Raina mengerucutkan bibirnya, tanpa diceramahi seperti itu dia sudah tahu dari dulu bahwa otaknya punya ruang yang minim untuk menampung pelajaran di sekolah. Secara tidak langsung Revan mengejeknya.

"Jadi kapan mulai?"

"Besok senin ya?"

"SENIN?! Van izinkan otakku beristirahat."

"Rain, otakmu terlalu banyak istirahat sampai susah digunakan," Revan tertawa keras.

Kalau kita baru bertemu hari selasa, akan ada hari senin terlewatkan melihat senyummu, Rain.

Revan memandang gadis di sebelahnya. Dia menemukan gadis itu di peristiwa yang menyedihkan, awalnya harus meruntuhkan rasa gugup untuk berbincang dengan Raina. Namun semakin hari Revan merasakan Raina adalah satu-satunya kesenangan sekaligus kesedihan yang dia punya.

Badai pasti berlalu entah berapa lama harus bertahan, tapi semenjak Raina hadir, beban dalam hidup Revan berkurang perlahan-lahan. Tuhan mengganti kenangan buruk kemarin dengan kedatangan gadis itu. Ia diberi kesempatan untuk membuka dan menulis kenangan baru di lembar yang baru, bersama Raina gadis pecinta hujan.

***

Revan masih memimpin arah perjalanan, sementara Raina mengikuti di belakang. Seperti dugaannya, Raina pasti kebingungan. Kemana lagi laki-laki bertubuh jangkung ini membawa dirinya pergi.

Sudah sampai tujuan, langkah Revan terhenti begitu juga dengan Raina. Berjalan tiga kilometer dari rumah Revan ternyata tujuannya adalah taman kota. Tiba-tiba senyum menyimpul di wajah manis Raina, Revan tahu dia pasti sedang merindukan tempat sederhana ini, duduk di bangku taman ini.

Setelah dirasa pas untuk menanyakan hasrat terpendam belakangan ini, Raina mengeluarkan sebuah album foto. Sontak Revan mengernyitkan dahi, benda itu tampak tidak asing.

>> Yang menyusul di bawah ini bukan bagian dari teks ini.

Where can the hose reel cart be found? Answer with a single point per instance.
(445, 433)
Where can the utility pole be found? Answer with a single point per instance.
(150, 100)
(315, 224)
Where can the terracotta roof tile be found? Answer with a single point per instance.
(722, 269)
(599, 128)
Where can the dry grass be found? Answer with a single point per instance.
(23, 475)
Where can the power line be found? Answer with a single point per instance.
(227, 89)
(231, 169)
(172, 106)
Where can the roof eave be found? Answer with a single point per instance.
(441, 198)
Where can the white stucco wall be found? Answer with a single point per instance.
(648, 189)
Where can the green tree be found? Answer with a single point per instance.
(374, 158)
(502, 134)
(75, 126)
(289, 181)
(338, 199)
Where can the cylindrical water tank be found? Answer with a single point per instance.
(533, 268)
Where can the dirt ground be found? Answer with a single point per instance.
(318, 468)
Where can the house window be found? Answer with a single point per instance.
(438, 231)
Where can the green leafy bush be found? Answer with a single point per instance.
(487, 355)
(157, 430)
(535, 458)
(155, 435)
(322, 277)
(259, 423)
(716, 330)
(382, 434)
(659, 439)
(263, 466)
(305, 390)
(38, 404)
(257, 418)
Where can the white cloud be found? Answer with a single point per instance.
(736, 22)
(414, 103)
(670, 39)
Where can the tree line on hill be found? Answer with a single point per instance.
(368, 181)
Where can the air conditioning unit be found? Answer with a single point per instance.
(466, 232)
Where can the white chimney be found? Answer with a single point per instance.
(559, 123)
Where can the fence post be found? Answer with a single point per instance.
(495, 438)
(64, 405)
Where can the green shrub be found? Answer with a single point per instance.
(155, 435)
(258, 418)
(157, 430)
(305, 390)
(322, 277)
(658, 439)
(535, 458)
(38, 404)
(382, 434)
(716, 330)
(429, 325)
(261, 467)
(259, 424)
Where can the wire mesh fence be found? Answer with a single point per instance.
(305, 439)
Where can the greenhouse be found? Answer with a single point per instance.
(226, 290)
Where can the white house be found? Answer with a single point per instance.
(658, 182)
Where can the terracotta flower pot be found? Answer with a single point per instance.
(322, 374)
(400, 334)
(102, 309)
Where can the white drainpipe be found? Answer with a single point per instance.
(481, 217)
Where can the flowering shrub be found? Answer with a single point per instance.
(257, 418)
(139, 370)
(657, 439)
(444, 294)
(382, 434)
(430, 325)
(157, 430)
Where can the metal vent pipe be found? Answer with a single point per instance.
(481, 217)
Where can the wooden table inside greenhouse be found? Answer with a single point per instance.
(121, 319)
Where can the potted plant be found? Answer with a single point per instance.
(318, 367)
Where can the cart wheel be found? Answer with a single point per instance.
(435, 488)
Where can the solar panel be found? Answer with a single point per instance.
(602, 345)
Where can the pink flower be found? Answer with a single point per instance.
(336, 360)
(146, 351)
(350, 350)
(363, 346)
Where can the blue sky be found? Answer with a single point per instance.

Di bagian cover juga tertulis namanya, jelas itu album foto miliknya.

"Album itu kamu dapat darimana?"

"Um.. di ruang musik," Raina memandang album di tangannya, "maaf mengambilnya tanpa izin."

"Kita ini sudah tidak punya keluarga, Rain. Barangku menjadi milikmu juga. Kamu satu-satunya keluarga yang aku punya."

Kalimat yang begitu teduh, Revan seperti tidak sepenuhnya sadar barusan mengatakannya. Melihat ekspresi Raina yang sedikit mendung, ia langsung paham pasti Raina ingin menanyakan siapa gadis yang terpampang di setiap kertas dalam album foto itu.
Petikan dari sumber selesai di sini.